As the shortest day of the year approaches, it is a good time to take stock of how the area is doing in keeping the sky dark at night. Gauging this is a largely subjective matter. By one measure, East Hampton Town has been able to maintain its view of the stars. Yet there appears to be more light leaking into the sky than ever before, and familiar pockets of brightness have gotten bigger and brighter.
For residents and visitors, dark night skies are one of the charms of the East End. For wildlife, too much light at night can alter reproduction and feeding and reduce protection from predators. For humans, it disrupts sleep rhythm, which has both emotional and health effects. Glare from poorly designed or improperly installed fixtures can create road hazards, especially for aging eyes. Then there is the issue of power use. In a time when we should be reducing our use of electricity to help slow climate change, unnecessary lighting is counterproductive. Thankfully, our area is one of the few remaining places on the Northeast coast where artificial illumination is not night’s defining attribute. But this is not assured over the long term.

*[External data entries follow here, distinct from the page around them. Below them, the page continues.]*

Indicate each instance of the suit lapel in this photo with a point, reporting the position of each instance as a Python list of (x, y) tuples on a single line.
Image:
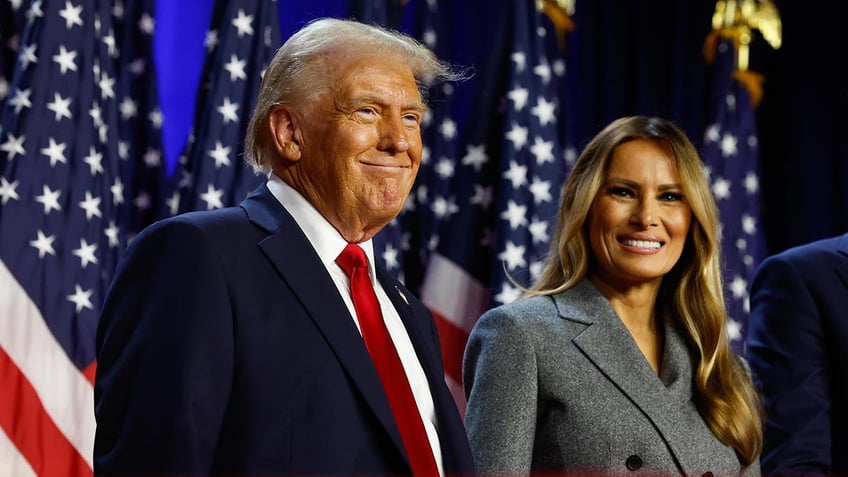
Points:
[(288, 249), (609, 346), (842, 267)]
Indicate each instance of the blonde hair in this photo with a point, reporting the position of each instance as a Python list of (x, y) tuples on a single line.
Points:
[(292, 75), (692, 291)]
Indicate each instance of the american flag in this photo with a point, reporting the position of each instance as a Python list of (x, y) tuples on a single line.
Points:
[(12, 21), (77, 144), (404, 246), (732, 157), (242, 38), (497, 192)]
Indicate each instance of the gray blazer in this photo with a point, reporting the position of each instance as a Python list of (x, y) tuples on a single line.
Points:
[(558, 383)]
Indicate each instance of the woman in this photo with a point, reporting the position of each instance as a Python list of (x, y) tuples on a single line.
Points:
[(618, 360)]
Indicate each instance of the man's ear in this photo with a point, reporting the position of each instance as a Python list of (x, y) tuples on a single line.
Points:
[(284, 130)]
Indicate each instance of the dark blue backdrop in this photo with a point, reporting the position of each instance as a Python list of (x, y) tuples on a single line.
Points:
[(630, 57)]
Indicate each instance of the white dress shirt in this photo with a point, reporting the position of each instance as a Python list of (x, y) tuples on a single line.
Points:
[(329, 243)]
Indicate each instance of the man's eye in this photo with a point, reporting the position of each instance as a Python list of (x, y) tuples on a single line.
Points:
[(621, 192), (414, 119)]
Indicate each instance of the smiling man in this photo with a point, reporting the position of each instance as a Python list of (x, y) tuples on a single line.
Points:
[(263, 339)]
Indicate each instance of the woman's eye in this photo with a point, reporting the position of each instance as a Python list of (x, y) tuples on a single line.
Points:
[(671, 197)]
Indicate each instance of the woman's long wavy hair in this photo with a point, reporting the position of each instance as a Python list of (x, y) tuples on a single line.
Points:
[(690, 294)]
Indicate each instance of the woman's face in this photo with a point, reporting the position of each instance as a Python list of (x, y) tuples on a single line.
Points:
[(639, 220)]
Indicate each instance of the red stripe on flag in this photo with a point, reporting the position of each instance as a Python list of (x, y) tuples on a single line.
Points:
[(453, 341), (30, 428)]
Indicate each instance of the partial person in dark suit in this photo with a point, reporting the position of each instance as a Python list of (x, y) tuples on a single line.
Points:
[(617, 360), (230, 343), (798, 352)]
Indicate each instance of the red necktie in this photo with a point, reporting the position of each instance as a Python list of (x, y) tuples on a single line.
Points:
[(386, 360)]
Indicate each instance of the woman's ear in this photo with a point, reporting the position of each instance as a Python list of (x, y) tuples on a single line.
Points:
[(283, 124)]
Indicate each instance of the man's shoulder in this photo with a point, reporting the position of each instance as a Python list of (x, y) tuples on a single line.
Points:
[(823, 250)]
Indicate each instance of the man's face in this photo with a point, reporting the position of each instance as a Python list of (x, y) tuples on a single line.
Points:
[(360, 144)]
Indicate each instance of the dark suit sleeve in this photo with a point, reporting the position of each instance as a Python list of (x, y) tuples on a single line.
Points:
[(165, 350), (787, 356)]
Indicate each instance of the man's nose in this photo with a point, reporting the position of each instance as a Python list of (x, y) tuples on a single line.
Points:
[(393, 135)]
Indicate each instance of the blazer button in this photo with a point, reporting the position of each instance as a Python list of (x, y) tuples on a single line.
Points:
[(634, 462)]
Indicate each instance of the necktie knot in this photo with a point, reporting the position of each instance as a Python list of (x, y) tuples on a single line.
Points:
[(351, 258)]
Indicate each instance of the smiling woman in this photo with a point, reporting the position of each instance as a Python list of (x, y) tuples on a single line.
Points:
[(597, 366)]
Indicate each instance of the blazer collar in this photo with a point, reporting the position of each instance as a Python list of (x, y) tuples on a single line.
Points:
[(609, 346), (293, 256)]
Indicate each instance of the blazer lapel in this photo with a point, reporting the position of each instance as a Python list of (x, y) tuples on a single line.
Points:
[(842, 267), (609, 346), (288, 249)]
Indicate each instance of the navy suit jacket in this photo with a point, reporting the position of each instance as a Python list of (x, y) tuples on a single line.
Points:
[(798, 351), (225, 348)]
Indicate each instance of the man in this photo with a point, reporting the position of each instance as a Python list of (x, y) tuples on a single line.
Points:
[(797, 342), (233, 342)]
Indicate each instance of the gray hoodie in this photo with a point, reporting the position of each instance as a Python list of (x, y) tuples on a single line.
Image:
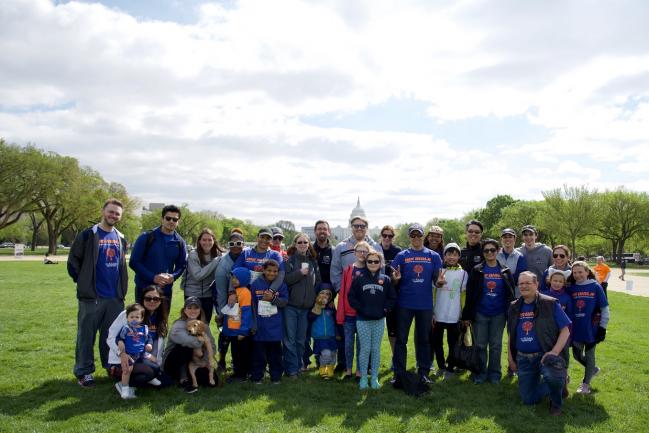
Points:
[(538, 258)]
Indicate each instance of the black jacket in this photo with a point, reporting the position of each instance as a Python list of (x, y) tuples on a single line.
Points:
[(474, 289)]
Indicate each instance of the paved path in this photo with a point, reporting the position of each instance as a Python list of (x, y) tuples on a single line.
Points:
[(639, 277)]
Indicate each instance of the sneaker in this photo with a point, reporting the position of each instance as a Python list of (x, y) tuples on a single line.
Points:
[(86, 381), (362, 383), (584, 388)]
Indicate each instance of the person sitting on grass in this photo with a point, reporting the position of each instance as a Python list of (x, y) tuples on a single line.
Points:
[(181, 344), (538, 330), (156, 311), (267, 341), (135, 346)]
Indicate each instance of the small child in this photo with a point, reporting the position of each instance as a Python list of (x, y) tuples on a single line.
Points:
[(134, 344), (267, 342), (239, 325), (323, 331), (449, 292)]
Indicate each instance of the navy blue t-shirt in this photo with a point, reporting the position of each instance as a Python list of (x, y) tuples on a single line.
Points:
[(107, 269), (526, 339)]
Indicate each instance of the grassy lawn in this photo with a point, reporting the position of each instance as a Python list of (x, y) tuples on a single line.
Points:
[(39, 393)]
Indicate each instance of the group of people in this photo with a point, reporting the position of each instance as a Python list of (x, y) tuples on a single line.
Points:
[(276, 308)]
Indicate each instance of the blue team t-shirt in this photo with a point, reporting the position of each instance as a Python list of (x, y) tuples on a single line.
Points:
[(107, 269), (586, 298), (416, 284), (493, 300), (526, 339)]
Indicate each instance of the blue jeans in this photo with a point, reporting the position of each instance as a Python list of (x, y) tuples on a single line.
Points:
[(423, 324), (350, 334), (295, 321), (370, 335), (489, 333), (535, 381)]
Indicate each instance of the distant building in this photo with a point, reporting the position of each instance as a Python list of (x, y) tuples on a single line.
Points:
[(339, 233)]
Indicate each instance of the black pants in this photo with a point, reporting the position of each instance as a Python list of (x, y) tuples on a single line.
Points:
[(437, 343), (423, 323), (266, 353), (241, 356)]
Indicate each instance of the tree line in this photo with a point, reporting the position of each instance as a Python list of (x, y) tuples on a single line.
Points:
[(48, 198)]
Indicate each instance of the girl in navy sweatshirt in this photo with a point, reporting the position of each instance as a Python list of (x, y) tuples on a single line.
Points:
[(372, 296)]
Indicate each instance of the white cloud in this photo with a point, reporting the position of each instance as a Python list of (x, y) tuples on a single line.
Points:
[(207, 112)]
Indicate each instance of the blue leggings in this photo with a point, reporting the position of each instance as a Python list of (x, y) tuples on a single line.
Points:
[(370, 335)]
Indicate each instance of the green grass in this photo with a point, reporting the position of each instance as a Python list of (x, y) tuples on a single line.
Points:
[(39, 393)]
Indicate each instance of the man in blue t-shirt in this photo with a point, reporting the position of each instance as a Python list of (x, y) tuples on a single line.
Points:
[(159, 256), (415, 270), (97, 264), (538, 332)]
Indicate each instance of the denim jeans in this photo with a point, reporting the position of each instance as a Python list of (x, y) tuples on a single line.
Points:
[(350, 337), (489, 334), (423, 324), (535, 381), (295, 321)]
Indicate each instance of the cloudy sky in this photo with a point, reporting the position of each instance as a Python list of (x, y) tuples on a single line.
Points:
[(291, 109)]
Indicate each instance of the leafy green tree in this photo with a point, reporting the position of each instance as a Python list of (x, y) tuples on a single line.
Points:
[(622, 215), (571, 213)]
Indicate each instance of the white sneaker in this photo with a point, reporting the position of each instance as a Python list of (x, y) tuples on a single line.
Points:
[(584, 388)]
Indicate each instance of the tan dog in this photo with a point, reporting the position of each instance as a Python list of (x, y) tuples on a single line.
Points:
[(202, 357)]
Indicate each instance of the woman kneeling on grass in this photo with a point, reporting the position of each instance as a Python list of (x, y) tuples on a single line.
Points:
[(590, 315), (156, 312), (372, 296), (181, 344)]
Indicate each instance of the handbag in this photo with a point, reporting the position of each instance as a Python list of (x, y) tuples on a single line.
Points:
[(466, 353)]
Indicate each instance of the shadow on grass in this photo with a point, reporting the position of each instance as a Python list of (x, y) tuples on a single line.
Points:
[(311, 403)]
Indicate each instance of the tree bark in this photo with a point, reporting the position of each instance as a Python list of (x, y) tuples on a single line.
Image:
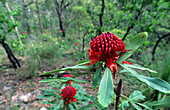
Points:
[(39, 17), (11, 56), (59, 13), (26, 16), (156, 45), (11, 17), (100, 17)]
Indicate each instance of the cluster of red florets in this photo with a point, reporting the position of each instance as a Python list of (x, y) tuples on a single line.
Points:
[(68, 92), (104, 48), (68, 75)]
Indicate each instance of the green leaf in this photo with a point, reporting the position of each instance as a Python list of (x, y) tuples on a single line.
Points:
[(97, 77), (83, 62), (124, 104), (133, 44), (99, 106), (165, 102), (154, 83), (136, 106), (106, 88), (140, 67), (87, 106), (64, 79), (145, 106), (128, 69), (65, 69), (136, 96)]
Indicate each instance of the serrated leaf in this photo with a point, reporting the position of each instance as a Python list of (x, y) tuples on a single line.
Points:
[(83, 62), (133, 44), (140, 67), (136, 106), (99, 106), (106, 88), (65, 69), (164, 102), (128, 69), (64, 79), (97, 77), (124, 104), (145, 106), (87, 106), (136, 96), (154, 83)]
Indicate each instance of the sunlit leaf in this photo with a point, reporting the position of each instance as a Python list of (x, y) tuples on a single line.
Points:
[(140, 67), (64, 79), (145, 106), (106, 88), (97, 77), (87, 106), (65, 69), (154, 83), (133, 44), (164, 102), (136, 96)]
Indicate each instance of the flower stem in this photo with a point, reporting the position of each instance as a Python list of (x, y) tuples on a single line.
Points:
[(118, 92)]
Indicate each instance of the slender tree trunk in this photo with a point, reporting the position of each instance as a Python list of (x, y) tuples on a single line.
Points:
[(11, 17), (11, 56), (59, 12), (26, 16), (39, 17)]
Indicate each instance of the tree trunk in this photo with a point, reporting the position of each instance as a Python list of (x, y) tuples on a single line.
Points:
[(26, 16), (11, 56), (11, 17), (39, 17), (59, 12)]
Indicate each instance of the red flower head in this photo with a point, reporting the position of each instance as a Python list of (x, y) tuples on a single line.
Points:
[(68, 75), (125, 62), (67, 93), (76, 44), (104, 48), (24, 33)]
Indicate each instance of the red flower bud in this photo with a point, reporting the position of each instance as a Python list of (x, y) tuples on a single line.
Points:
[(67, 93), (104, 48), (125, 62), (76, 44), (68, 75)]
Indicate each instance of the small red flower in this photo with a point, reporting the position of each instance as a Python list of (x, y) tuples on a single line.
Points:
[(125, 62), (68, 75), (104, 48), (76, 44), (67, 93)]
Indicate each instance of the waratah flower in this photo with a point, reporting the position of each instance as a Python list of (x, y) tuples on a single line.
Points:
[(125, 62), (68, 75), (104, 48), (76, 44), (67, 93)]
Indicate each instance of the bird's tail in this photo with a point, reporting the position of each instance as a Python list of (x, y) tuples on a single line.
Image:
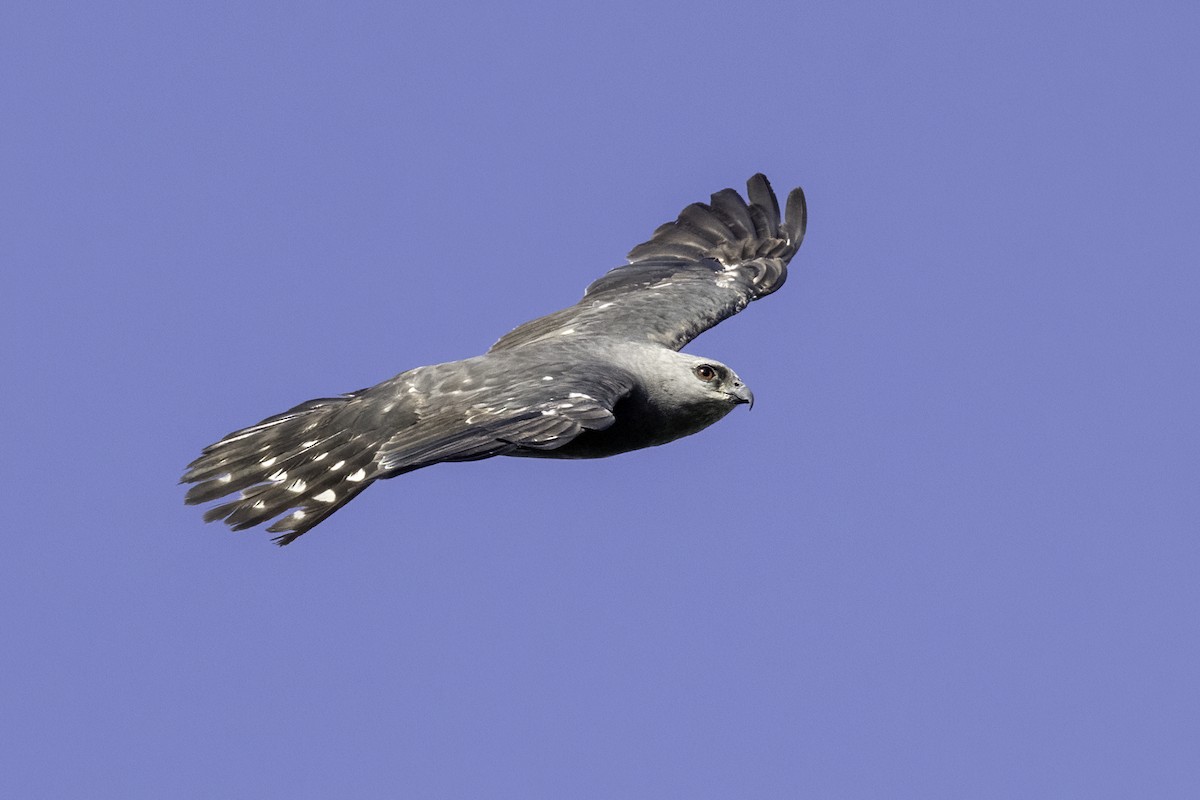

The general tilt of the rules is intended to eliminate glare and keep light from “trespassing” beyond property lines by directing it downward. Tree “uplighting” no later than midnight and glare-free landscape fixtures are allowed, within certain brightness limits, but illuminating the side of a house, say, is not. Driveway post fixtures cannot be brighter than about that of a 25-watt incandescent bulb. Most lighting must be “warm,” or less than about 3,000 degrees Kelvin, depending on the municipality. Focusing spotlights on noncommercial flags and holiday lights of limited duration are allowed as well. But local laws to limit light pollution have had varying impact, largely because of indifference to enforcement.
Clear and dark skies help define our area. They are something worth fighting to preserve.